Disclosure of fair value
The fair value of investment properties is disclosed in the Annual Report. The valuation is based on an internal valuation model. Annual external market valuations for a number of objects are also obtained as a complement to this valuation. External market valuations are to be performed every third year.
New IFRSs and interpretations that have not yet been applied
IFRS 15 Revenue from contracts with customers, will as of 2018 replace current standards related to revenue recognition. Peab has chosen not to prematurely apply IFRS 15 and is in the final phase of analyzing its impact. At this point in time no material effects have been identified but the analysis must be completed before any possible final effects can be quantified.
There are differences between operative and legal reporting in business area Project Development. Peab applies IFRIC 15, Agreements for the construction of real estate, in legal reporting. This principle requires applying IAS 18, Revenue, for housing projects in Finland and Norway as well as our own home developments in Sweden, which means revenue from projects is first recognized when the home is handed over. Operative and segment reporting is based on the percentage of completion. When IFRS 15 is implemented our own home developments in Sweden will be recognized according to so-called “revenue over time”. IFRS 15 will not lead to any changes in reporting regarding housing projects in Finland compared to the current application since revenue is first recognized when the home is handed over to the buyer. After implementation of IFRS 15 segment reporting will mirror legal reporting. The differences between operative and legal reporting will therefore no longer exist after implementation of IFRS 15.
IFRS 9 Financial instruments, will replace IAS 39 Financial instruments: Recognition and measurement, as of 2018. Peab has chosen not to prematurely apply IFRS 9. No material effects have been identified but there will be some impact on the recognition of credit losses as well as classification of financial assets. The analysis must be completed before any possible final effects can be quantified.
IFRS 9 requires loss reserves for anticipated credit losses. This differs from current regulations that only require loss reserves if something occurs that leads Peab to believe a customer may not be able to pay the entire balance due. However, historically Peab has only had minor credit losses in daily operations, which means the effect of IFRS 9 is not expected to be significant in this aspect.

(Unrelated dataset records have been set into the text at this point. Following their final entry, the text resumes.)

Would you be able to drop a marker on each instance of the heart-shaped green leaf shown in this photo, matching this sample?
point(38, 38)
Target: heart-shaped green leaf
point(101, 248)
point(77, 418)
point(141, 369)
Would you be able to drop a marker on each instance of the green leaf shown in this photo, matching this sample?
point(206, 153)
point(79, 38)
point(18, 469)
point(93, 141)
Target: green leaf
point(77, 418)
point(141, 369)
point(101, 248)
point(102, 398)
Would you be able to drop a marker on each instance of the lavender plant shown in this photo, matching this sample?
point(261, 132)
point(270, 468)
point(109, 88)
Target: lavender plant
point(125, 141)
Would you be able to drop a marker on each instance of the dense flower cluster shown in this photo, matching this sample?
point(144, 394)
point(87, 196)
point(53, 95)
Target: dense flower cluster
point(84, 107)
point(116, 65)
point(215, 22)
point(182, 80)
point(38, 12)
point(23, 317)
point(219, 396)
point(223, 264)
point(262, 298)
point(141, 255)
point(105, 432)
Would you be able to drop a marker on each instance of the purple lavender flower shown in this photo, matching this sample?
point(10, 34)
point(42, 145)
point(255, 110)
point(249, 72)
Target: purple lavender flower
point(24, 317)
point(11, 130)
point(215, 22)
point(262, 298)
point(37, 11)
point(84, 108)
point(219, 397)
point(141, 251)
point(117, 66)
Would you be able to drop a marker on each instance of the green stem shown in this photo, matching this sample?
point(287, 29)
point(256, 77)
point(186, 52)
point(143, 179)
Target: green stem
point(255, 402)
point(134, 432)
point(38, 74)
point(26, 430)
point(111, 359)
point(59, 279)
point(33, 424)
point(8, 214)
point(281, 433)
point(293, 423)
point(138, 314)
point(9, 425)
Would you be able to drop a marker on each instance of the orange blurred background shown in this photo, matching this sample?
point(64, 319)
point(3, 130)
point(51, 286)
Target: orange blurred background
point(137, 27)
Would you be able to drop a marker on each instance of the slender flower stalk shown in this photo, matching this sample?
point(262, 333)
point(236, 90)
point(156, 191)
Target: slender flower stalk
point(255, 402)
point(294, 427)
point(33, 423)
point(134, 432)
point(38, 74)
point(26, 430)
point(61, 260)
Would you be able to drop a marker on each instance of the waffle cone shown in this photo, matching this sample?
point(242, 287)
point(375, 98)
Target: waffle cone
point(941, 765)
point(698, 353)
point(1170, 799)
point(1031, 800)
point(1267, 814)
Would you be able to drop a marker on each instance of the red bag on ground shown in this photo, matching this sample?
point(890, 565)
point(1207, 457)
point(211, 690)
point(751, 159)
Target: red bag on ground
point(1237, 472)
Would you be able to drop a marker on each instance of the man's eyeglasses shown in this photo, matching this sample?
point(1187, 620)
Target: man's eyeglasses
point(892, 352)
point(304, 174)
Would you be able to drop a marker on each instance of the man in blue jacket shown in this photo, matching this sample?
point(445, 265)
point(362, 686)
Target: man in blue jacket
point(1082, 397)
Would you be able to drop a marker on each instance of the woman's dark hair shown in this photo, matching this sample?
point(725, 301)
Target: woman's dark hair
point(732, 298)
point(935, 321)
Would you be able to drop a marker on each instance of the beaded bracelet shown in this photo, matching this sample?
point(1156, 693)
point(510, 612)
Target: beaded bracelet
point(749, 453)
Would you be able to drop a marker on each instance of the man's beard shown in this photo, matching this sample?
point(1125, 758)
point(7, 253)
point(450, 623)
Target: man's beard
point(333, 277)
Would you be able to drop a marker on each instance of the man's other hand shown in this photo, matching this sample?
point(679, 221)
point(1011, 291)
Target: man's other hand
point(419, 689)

Peab classifies holdings of an unlisted fund as Financial assets available-for-sale and the fund is valued at fair value via other comprehensive income. The holdings do not meet the criteria for IFRS 9 regarding equity instruments and therefore the fund will be recognized at fair value via the income statement.
IFRS 16 Leases, will replace IAS 17 as of 1 January 2019. Peab does not plan to prematurely apply the standard. Peab’s balance sheet total is expected to increase by activating assets representing rights of use according to operational leasing contracts and by entering as a liability obligations to pay future leasing fees. Peab currently estimates that the balance sheet total will increase by around two to five percent but the analysis must be completed before any possible final effects can be quantified.
Further information on the consequences of new IFRS standards application is found in the Annual Report 2016.